Lorsque nous étions plongés dans l’agitation de la période post-révolutionnaire, captivés par nos émotions devant une télévision dont les professionnels savaient parfois manier l’art de nous hypnotiser, Neila Gharbi, chroniqueuse au journal La Presse, portait déjà un regard plus lucide sur ce qui nous était présenté. Passionnée sans aucun doute, mais surtout critique envers la télévision, elle nous offre son nouveau livre Vision+: chronique de la télé tunisienne, un condensé de l’ensemble de ses chroniques sur la télévision, témoignage d’une période cruciale de l’histoire de la Tunisie.
A travers ses chroniques, la journaliste nous replonge dans les épisodes de l’histoire télévisuelle récente. Au fil des lignes, nous prenons véritablement conscience à quel point l’instantanéité faussait notre jugement. Alors que certains étaient aveuglés par la générosité de certaines initiatives associatives venant en aide aux plus démunis, Neila Gharbi, dans une chronique intitulée « Télévision : le grand bazar de la charité», dénonce les visées politiques de certains. De « Khalil Tounes» sur Nessma TV à « 3ich Tounsi», en passant par le « Couffin » de Hannibal TV, elle met en lumière les aspects politiques sous-jacents.
Elle écrit, par exemple : « Un nouveau-né, «3ich Tounsi», une association, joue également sur le terrain du caritatif en utilisant des spots de sensibilisation diffusés durant tout le mois de Ramadan sur des chaînes à forte audience. Des personnalités politiques et artistiques se sont prêtées au jeu. Mais très vite, l’enjeu a été dévoilé.
Les dirigeants de cette association se sont présentés comme une alternative électorale. Les «petites» gens ne sont qu’un prétexte, mais le but principal pour «3ich Tounsi» est de rejoindre la scène politique à la veille d’élections législatives et présidentielle ». Elle fait de même pour l’initiative de Nabil Karoui, alors patron de Nessma TV, qui avait pour ambition d’accéder à la magistrature suprême. Amoureuse de la télévision et défendant la liberté de ton, Neila Gharbi est cependant très critique envers les émissions sans valeur ajoutée pour le téléspectateur une fois qu’on appuie sur le bouton rouge de la télécommande.
Elle souligne, lorsque les émissions de divertissement se multiplient sur toutes les chaînes, que celles-ci ont pour seul objectif d’enregistrer le plus fort taux d’audience. Pour ce faire, certains chroniqueurs sans scrupules n’hésitent pas à tenter par tous les moyens de faire le buzz, quitte à provoquer des scandales en proposant des sujets racoleurs ou en proférant des propos vulgaires et stupides. Pour elle, les téléspectateurs ont besoin de « divertissement », mais certainement pas d’être insultés dans leurs propres salons. Dans son recueil de chroniques passionnant, facile à lire, l’œil avisé de Neila Gharbi revient sur les secrets de longévité de certaines sitcoms, à l’instar de l’indémodable «Choufli Hal», appelée aussi « Sboui », du nom du principal personnage joué par feu Sofiène Chaâri.
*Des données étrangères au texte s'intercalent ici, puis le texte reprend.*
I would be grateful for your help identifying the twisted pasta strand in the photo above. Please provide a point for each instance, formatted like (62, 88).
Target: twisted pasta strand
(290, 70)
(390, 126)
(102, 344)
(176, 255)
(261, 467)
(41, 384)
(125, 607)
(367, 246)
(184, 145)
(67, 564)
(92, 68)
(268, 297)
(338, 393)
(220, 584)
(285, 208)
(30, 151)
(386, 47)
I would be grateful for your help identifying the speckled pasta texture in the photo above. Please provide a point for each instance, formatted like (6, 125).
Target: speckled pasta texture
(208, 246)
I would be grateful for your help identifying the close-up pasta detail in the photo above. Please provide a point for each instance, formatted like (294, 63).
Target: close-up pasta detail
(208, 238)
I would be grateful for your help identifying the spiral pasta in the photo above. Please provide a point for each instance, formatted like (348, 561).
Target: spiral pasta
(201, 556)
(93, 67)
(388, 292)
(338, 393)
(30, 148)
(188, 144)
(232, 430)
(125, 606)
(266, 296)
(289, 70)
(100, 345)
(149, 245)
La pépite de Hatem Belhaj, réalisée par feu Slaheddine Essid, tient son succès, selon elle, du caractère « humain » des personnages et des situations proposées aux téléspectateurs. « Choufli Hal » joue sur les situations paradoxales et les oppositions », écrit la journaliste.
Le livre est joliment illustré avec les caricatures acerbes de Chedly Belkhamsa et mis en pages par Syrine Ben M’barek. Cependant, on peut regretter que les chroniques ne soient pas datées pour que le lecteur puisse recontextualiser ce qu’il lit.
Nous pouvons également regretter l’absence de commentaires de mise en perspective de l’auteure, qui auraient pu guider le lecteur dans le décryptage de cette petite histoire de la télévision.